ESCRITÓRIO: FÁBRICAS DE "VERDADES"?
Vivemos a supremacia dos escritórios, numa “democracia” protocolar e cartorial. Com muita sutileza, as elites empresariais, midiáticas, acadêmicas, institucionais e tecnocratas estão conduzindo, desde 1974, as vontades, desejos e interesses relacionados à vida da população e, também, as formas de ver a realidade e até o que deve ser curtido e consumido dirante uma temporada.
A herança dos anos Temer para o período Lula 3.0, e que faz o petista atribuir a herança golpista apenas a Jair Bolsonaro, é a volta da hierarquia empresarial e institucional que, na prática, reduz a democracia a uma perspectiva de cúpula, que recupera os velhos conceitos da chamada democracia burguesa. É uma “democracia” dos supostos representantes do povo, o que já diminui a carga política, que fica nas mãos de uns poucos privilegiados que se autoproclamam “desejar o melhor a todo o povo brasileiro, em especial o povo pobre”.
Essa elite, cujo “epicentro” são as empresas localizadas na Avenida Brigadeiro Faria Lima, em São Paulo, é uma forma “evoluída” das elites que criaram o IPES-IBAD para pedir o fim do governo João Goulart. Hoje não há necessidade de derrubar um político progressista, quando se pode domesticá-lo e fazê-lo atender aos interesses das classes dominantes.
Daí o atual mandato de Lula, que pouco fez de realmente transformador para as classes populares, preferindo a consagração pessoal que se acentua na agenda da política externa. E aí vemos o complexo de superioridade de uma elite de predestinados que só quer a “democracia” para eles, e quem não entrar no esquema que seja cancelado nas redes sociais.
E assim que temos os negacionistas factuais que determinam a “verdade” que eles querem que seja consensual, temos também técnicos e ideólogos a moldar a realidade e as narrativas em torno dela que atendem a seus interesses de classe, dentro de um nível supostamente equilibrado que mais parece um repertório em que a verdade disputa espaço com as meias-verdades e com mentiras supostamente inofensivas.

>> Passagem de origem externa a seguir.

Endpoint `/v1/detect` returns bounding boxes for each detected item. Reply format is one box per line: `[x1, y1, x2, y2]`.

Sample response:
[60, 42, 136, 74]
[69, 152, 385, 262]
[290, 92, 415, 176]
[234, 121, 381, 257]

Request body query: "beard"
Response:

Pouco importa se os dados oficiais desafiam a lógica. Se eles são oficiais, ou seja, compartilhados por muitos a partir da transmissão por fontes marcadas de muito prestígio e poder, vale como se fosse "verdade indiscutível". Se argumentos consistentes são feitos por fontes aparentemente sem muito prestígio, seu nível de repercussão é baixo e não derruba a narrativa dominante.
Os mitos de "cidade mulher" de Salvador e de "cidade barata" de Uberaba são exemplos. Há uma Bahia inteira de homens morando em Salvador por conta de situações precárias no interior baoano, mas fica "feio" constatar isso, quebrando a sonhadora combinação de paisagem tropical e beleza feminina, acrescidos de elementos politicamente corretos do identitarismo cultural, ou ideologia woke.
E Uberaba? A cidade mineira explora uma das economias mais caras do país, a criação de gado zebu. Alguém, em sã consciência, iria achar mesmo que a cidade seria a quarta cidade mais barata de todo o Brasil, quando é fácil fabricar uma reputação destas forjando uma série de promoções no comércio no momento em que pesquisadores estatísticos visitam o município? E isso quando não dá para esconder as passagens de ônibus caras em Uberaba e os apartamentos "abaixo do preço de mercado", pequenos studios com o dobro do preço de similares na Zona Sul de São Paulo!
Tudo isso é conversa para bois dormirem, incluindo buffalos zebu e, também, para boys dormirem, para quem entende portinglês e acredita que vai ser perseguido por mulheres sensuais descontroladas nas ruas da capital baiana.
Escritórios e gabinetes não são fábricas de verdades necessariamente e, muitas vezes, podem ser fábricas de mentiras. Em nome de interesses estratégicos, se criam dados oficiais que valem porque contam uma boa estória, com narrativa positiva e agradável. Neste caso, brigar com os fatos tranquiliza muita gente, e num Brasil infantilizado e sonhador, isso acaba ficando, infelizmente, bastante eficaz.